The Collapse
The struggling economy and Assad’s violent suppression of human rights and freedoms sparked an uprising in 2011. The repression was brutal. The Ba’athist-controlled military, now more clearly a tool of the Assad family, unleashed total war on the Syrian population, which led to the emergence of a multitude of resistance groups and militias, the influx of extremist foreign fighters hoping to build a religious dictatorship on the ruins of Syria, and the very direct intervention of the dictatorships of Russia and of Iran and its Lebanese proxy militia, Hezbollah. To raise money to bolster his regime and pay back Russian debt, Assad took to kidnapping and ransom demands from anyone he thought might have money, in addition to major narcotics trafficking.
The economy shrank from an estimated $50 billion to less than $8 billion. Dr. Mazen Derawan, a Syrian-American businessman, who recently returned and is promoting free-market reforms, said, “It became more and more difficult to run a business. Assad activated the ministry of finance and customs authorities to extort money from businesses, pressuring people to pay them or they would delay their [shipments] or disrupt their business. . . . I had to go through seven checkpoints just to get from my home to my factory. I could have been kidnapped at any of those checkpoints. At one point I was sleeping in the factory to minimize mobility as a way of protecting myself.”
Eventually, Mazen was forced to flee the country; he could return secretly every few months to check on his business. Assad’s henchmen kidnapped one of his employees, put him in a dungeon, and demanded $3 million in cash from the company to release him. As Mazen said, “We didn’t have that much money, so they kidnapped two more employees and demanded $400,000 to release them. We ended up paying that because we didn’t want to exacerbate the problem, but the original employee stayed in prison for two years. They stripped him of his civil and legal rights.”
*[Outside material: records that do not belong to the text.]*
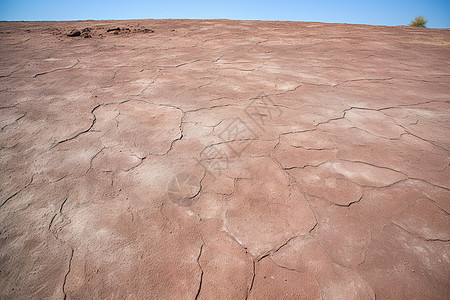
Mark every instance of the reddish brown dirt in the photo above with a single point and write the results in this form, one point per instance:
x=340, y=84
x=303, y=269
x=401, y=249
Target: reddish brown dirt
x=224, y=160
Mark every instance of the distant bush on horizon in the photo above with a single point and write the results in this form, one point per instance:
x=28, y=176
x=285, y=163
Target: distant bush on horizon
x=419, y=21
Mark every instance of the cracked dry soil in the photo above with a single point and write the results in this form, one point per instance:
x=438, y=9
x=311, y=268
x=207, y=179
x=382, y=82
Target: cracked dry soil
x=224, y=160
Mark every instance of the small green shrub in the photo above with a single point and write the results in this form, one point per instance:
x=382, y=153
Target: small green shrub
x=419, y=22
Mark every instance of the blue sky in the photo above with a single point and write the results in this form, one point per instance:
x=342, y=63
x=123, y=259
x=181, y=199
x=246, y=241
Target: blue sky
x=379, y=12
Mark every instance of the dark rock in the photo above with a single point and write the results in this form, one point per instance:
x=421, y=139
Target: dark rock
x=74, y=32
x=113, y=29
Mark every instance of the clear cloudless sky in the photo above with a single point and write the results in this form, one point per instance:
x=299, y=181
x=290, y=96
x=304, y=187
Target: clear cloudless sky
x=374, y=12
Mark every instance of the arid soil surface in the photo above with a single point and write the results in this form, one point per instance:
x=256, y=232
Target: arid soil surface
x=176, y=159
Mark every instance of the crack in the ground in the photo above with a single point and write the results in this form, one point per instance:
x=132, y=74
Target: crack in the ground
x=201, y=274
x=253, y=280
x=54, y=70
x=17, y=119
x=67, y=274
x=179, y=65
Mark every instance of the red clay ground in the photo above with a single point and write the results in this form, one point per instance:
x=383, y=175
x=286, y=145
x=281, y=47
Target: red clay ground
x=224, y=160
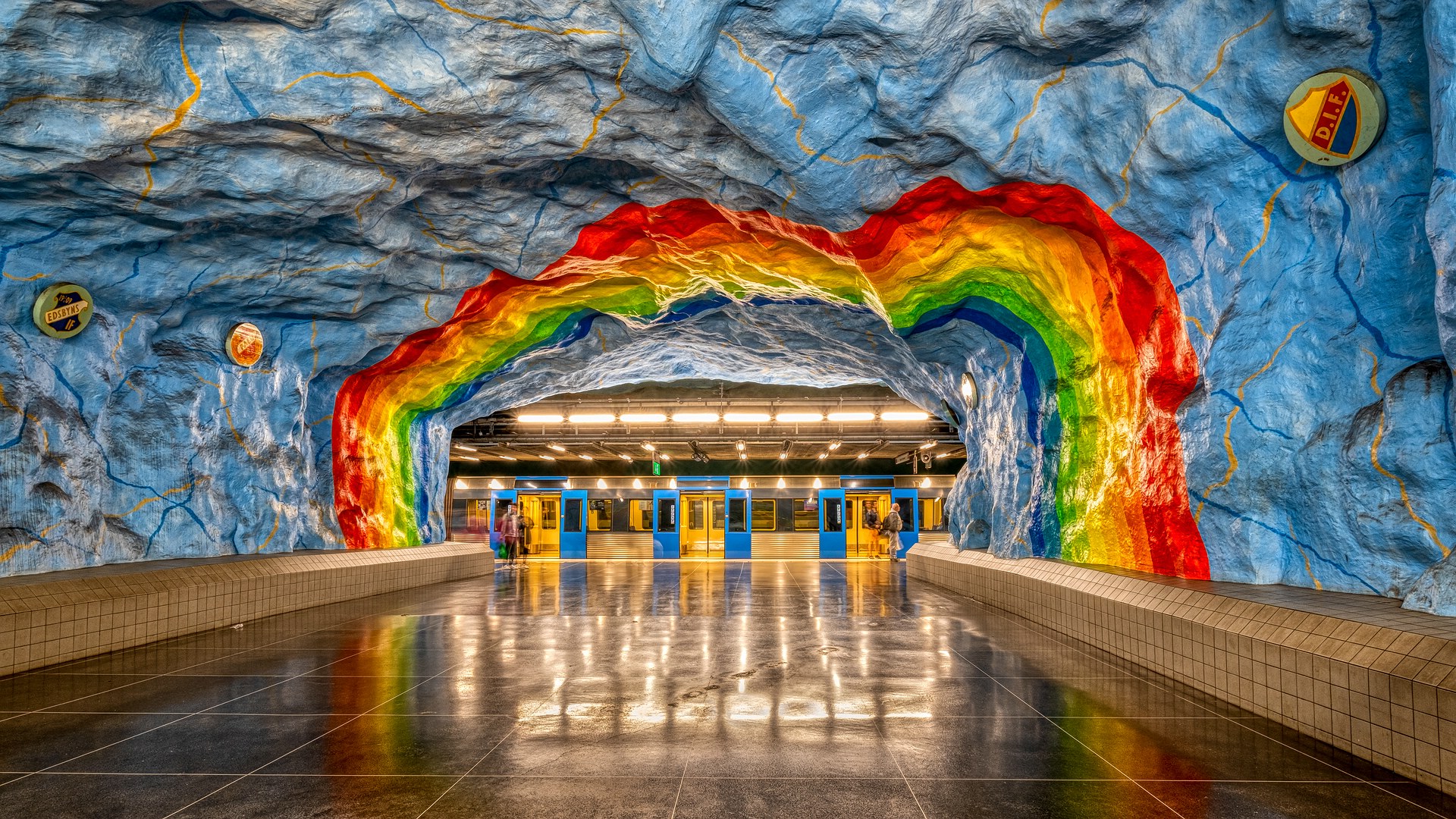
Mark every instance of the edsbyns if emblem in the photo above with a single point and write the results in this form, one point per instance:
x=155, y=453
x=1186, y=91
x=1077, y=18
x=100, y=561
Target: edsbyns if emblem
x=1334, y=117
x=61, y=311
After more than a decade of internal conflict with various Syrian forces, in December 2024, Assad was forced to flee Damascus for Moscow and the safety of his sponsor, the Russian dictator Vladimir Putin who had bombed Aleppo and other areas into rubble to support Assad’s grip on power. Thousands and thousands of unjustly held people, including Mazen’s employee, were finally released. The collapse of the oppressive regime has inspired hope for a new future. But transitioning to a free society with a free economy will not be easy—as my decades of experience of working with partners to realize legal and economic reforms has taught me.